TgAb is one of the most common autoantibodies found in the thyroid gland and is often used to diagnose and identify autoimmune thyroiditis, albeit with low sensitivity [8]. Previous studies have suggested that TgAb positivity alone suppresses the development of hypertriglyceridemia in women and reduces the risk of impaired fasting glucose regulation (IFG) in men. In our study, we observed decreased levels of LPC, FFA, and PC in female patients in the TgAb (+) group, indicating suppressed lipid metabolism. Additionally, we found a significant correlation between TgAb levels and serum glutamate.
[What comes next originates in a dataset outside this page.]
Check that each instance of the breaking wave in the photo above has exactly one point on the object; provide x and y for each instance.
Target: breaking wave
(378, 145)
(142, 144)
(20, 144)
However, due to the lack of literature on the mechanisms underlying the association between serum TgAb levels and suppressed lipid metabolism, further research is needed to elucidate how TgAb influences metabolism.

Conclusion

Our study indicates that female patients with Hashimoto’s thyroiditis exhibit abnormal levels of small molecule metabolites depending on TPOAb or TgAb positivity. TPOAb affects metabolic levels by modulating thyroid hormones, while the mechanisms through which TgAb affects metabolism require further investigation. This research provides insights into potential biomarkers for disease monitoring and treatment. However, longitudinal studies involving larger populations are needed to confirm these results, and further research is needed to elucidate the underlying mechanisms.

Limitiations

There are several limitations to our study. First, the sample size was relatively small. Second, it did not include metabolomic analysis of male patients with Hashimoto’s thyroiditis. Therefore, future research will involve expanding the sample size and adopting more stringent diagnostic criteria, including pathological diagnosis, as inclusion criteria for thyroiditis patients. Additionally, we plan to conduct further studies in larger and more diverse populations to improve statistical power and more robustly validate our findings.